You may have heard of selective hearing, but do you know what causes it and who is affected? Learn more in this week’s latest Audicus blog!
Selective Hearing: What It Means
Selective hearing, or hearing loss by attention, is a common phenomenon that affects a wide range of individuals. It occurs when we unconsciously block out sounds while interacting with a stimulus that we have deliberately chosen to focus on or are very interested in.
Some examples include missing out on the sound of a doorbell while focusing on a video game, failing to hear traffic while listening to someone speak, or zoning out on a ringing phone call because of a crossword puzzle.
In these instances, it isn’t that the noise of the activity we’re committed to completely drowns out the noise of the background, but rather our brains make the decision to selectively focus on one stimulus.
Selective hearing and the Human Brain
The phenomenon of selective hearing has a scientific basis and has been examined in the auditory cortex of the human brain.
In a 2012 study from the University of California San Francisco, Dr.
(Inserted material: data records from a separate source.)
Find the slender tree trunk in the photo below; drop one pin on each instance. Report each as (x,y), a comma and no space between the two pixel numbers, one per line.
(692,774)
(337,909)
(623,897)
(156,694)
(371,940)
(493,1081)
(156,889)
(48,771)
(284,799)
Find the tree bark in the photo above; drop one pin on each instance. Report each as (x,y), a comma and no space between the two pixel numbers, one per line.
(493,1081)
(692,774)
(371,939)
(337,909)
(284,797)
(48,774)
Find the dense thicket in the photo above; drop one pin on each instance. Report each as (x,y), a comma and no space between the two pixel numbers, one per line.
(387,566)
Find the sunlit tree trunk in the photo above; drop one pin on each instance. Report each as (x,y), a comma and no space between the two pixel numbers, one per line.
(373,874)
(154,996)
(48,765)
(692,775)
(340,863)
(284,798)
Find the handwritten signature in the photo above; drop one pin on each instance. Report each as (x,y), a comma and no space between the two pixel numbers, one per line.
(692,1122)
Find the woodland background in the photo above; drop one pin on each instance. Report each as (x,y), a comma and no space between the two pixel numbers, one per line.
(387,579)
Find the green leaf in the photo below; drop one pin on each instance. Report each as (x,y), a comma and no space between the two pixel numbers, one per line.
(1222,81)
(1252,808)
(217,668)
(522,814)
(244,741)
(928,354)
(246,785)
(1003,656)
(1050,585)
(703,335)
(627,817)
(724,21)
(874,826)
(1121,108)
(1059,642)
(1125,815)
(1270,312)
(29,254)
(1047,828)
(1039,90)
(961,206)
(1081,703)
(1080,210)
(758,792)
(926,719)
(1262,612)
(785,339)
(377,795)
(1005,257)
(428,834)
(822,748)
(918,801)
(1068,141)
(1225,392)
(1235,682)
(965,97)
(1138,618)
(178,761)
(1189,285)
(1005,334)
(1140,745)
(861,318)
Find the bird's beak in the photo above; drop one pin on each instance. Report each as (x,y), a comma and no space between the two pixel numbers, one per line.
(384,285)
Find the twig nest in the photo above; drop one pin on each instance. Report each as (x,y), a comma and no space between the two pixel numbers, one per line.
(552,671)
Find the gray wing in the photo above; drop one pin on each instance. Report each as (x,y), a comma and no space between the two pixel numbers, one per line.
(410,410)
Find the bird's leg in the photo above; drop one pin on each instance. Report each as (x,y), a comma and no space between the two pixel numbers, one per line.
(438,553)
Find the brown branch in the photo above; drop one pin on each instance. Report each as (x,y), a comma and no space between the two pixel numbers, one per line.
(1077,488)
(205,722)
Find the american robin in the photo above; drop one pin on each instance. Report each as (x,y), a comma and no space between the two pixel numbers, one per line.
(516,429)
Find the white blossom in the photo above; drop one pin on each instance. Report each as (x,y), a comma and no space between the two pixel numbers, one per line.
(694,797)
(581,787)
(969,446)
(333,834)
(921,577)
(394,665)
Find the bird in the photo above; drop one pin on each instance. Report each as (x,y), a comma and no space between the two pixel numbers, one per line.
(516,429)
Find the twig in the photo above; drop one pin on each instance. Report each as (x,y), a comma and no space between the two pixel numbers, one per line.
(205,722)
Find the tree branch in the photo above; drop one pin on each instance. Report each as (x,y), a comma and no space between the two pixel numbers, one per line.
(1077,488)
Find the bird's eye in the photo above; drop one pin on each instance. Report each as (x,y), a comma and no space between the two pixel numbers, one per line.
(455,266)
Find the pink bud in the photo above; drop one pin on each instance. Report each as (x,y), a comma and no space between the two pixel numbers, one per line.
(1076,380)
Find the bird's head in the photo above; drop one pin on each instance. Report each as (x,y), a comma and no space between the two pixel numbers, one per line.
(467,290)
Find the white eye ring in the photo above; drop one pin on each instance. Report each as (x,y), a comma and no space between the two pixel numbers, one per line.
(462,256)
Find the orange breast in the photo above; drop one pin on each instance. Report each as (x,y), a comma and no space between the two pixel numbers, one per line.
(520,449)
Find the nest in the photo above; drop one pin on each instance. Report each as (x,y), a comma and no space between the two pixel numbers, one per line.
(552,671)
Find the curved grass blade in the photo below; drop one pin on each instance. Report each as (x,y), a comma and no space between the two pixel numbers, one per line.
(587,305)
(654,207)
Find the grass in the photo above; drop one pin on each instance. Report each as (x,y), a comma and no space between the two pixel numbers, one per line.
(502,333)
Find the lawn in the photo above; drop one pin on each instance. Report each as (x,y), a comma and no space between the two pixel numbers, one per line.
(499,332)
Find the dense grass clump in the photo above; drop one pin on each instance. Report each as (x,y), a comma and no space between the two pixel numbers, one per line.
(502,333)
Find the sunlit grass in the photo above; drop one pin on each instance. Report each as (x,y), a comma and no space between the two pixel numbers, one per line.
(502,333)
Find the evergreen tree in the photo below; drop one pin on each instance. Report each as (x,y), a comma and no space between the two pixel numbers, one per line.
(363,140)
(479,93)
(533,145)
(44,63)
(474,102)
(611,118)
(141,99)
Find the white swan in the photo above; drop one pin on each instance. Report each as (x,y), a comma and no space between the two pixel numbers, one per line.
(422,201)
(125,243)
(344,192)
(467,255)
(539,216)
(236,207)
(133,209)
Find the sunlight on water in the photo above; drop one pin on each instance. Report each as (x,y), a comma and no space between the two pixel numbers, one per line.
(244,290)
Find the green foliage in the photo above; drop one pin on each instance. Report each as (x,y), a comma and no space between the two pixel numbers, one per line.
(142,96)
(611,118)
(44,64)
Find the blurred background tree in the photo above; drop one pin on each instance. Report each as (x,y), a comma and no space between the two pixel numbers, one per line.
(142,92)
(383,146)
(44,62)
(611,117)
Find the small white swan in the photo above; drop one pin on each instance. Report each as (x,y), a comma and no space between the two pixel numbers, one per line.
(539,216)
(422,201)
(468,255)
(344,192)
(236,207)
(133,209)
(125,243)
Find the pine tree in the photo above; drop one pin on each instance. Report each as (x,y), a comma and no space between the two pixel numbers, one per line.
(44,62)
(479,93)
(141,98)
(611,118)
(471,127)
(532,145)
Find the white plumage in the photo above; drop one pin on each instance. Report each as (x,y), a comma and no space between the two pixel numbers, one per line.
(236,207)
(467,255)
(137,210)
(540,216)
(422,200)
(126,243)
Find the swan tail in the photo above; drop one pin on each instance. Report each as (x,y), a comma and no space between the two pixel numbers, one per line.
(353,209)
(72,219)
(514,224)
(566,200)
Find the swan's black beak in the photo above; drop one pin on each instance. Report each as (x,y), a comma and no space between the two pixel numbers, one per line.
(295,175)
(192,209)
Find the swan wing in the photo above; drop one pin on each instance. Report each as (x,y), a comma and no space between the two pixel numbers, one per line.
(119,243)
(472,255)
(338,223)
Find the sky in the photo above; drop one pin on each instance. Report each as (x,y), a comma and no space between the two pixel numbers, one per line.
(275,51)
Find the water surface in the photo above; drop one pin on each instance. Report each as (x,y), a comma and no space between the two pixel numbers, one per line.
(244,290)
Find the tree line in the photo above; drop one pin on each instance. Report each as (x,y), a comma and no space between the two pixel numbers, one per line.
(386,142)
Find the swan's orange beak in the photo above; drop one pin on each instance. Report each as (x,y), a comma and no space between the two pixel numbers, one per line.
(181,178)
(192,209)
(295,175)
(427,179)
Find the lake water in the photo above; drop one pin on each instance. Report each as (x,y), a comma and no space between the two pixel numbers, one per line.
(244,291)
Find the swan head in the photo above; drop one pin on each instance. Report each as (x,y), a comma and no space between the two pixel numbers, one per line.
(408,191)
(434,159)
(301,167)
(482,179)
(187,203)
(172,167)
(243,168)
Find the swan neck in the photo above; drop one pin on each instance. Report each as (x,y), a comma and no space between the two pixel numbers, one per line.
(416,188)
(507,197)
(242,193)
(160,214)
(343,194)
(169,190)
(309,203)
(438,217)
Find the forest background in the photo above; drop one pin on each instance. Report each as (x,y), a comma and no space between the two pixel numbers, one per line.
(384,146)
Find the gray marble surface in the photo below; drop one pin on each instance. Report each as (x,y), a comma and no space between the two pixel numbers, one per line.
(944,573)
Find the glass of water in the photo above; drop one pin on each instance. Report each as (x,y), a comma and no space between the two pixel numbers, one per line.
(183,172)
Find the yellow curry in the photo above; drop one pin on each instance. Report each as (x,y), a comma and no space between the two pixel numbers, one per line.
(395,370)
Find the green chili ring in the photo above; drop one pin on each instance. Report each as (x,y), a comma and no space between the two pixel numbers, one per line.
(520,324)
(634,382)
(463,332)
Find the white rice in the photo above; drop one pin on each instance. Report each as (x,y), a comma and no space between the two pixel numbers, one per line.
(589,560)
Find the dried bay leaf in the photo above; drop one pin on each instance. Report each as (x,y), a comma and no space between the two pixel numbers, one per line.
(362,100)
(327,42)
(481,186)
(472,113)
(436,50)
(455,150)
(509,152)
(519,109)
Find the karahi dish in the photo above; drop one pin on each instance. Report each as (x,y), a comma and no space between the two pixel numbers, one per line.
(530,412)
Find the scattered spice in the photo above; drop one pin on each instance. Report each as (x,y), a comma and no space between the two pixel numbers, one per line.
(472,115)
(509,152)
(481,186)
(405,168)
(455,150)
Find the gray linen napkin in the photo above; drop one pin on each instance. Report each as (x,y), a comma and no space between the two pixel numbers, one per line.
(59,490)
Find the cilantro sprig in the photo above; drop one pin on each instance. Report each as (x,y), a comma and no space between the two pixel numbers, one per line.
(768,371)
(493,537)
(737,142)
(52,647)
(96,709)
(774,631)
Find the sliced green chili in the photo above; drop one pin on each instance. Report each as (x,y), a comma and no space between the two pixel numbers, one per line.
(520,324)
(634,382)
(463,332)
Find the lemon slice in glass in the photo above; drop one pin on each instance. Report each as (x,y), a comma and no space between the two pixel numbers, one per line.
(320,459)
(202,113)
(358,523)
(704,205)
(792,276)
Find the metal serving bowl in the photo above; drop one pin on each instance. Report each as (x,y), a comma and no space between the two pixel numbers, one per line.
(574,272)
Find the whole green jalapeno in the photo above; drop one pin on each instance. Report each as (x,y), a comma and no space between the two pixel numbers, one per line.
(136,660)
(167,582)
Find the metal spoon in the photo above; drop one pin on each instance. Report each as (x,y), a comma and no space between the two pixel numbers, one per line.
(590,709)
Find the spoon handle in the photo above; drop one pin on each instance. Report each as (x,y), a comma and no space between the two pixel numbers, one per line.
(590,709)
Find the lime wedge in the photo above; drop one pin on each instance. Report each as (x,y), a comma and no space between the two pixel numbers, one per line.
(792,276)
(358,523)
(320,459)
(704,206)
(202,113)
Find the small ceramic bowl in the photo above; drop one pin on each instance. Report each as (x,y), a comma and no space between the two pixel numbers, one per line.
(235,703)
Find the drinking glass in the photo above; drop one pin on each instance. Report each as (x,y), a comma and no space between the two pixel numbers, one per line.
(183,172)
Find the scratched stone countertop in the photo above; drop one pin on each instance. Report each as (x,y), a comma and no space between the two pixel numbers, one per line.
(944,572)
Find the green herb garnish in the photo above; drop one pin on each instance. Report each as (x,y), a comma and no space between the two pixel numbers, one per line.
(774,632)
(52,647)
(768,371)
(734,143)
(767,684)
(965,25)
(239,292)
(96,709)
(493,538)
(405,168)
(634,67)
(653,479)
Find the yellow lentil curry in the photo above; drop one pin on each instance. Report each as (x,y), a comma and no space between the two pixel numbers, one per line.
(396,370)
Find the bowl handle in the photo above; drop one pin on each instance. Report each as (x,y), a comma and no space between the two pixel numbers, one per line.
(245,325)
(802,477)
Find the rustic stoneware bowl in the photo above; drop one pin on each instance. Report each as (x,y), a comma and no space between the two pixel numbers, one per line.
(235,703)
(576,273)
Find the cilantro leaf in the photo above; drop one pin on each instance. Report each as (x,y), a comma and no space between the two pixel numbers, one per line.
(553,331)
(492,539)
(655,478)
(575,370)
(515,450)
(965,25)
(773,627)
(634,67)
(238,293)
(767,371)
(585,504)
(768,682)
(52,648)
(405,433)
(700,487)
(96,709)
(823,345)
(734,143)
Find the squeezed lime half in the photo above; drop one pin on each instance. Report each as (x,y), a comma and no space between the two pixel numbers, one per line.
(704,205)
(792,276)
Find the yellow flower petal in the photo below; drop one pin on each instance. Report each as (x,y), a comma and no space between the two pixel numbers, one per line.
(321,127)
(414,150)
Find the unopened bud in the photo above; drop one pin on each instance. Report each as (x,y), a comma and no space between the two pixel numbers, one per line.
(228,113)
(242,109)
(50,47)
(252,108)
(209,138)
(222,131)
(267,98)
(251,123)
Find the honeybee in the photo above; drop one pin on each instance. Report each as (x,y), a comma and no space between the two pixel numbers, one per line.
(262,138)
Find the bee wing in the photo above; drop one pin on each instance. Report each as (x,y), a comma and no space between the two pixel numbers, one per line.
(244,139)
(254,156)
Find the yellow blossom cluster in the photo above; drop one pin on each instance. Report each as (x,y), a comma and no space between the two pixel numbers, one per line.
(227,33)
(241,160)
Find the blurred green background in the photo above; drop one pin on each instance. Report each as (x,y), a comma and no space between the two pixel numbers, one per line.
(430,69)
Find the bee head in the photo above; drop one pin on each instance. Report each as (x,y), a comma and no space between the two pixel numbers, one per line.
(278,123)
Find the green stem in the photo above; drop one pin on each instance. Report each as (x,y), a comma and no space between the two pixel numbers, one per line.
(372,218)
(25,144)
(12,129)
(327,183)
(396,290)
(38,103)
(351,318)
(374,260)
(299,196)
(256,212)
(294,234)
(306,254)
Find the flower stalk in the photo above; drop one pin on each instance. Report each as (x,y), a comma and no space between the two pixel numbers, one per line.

Edward Chang and colleagues found that patients exhibited selective hearing when asked to focus their attention on one of two speakers in a given experiment.
The researchers found that the neural responses in the auditory cortex of these patients only corresponded to the person they were asked to focus on when two speakers were talking simultaneously. To the patients being tested, it was as if the second speaker wasn’t talking at all.
In a lot of cases, our brains focus on words or sounds that we want to hear. This is why we could be oblivious to a conversation going on in the background until one of the people involved in that conversation says our name.
Selective Hearing: Cause and Solution
Selective hearing in the context of trying to process both visual and auditory stimuli (for example, missing out on a doorbell because you were busy reading a book) might occur because we have “limited brain bandwidth.”
That is, our brain has a limited capacity to process information, and therefore it can’t process two stimuli at once.
The idea of “limited brain bandwidth” is supported by the fact that certain images can become invisible to us if we are already tuned in to visual stimuli. For example, focusing on an interesting game of basketball might distract you from a person walking in the background who you would have noticed otherwise.
Selective hearing can be harmful in certain contexts. Not being able to hear the sound of traffic when crossing the street or missing out on the noise given off by an alarm can prove to be very dangerous.
You can avoid instances of selective hearing by cutting down on multitasking, avoiding the use of sound technology when walking in public, and using hearing aids to make yourself more conscious of your surroundings.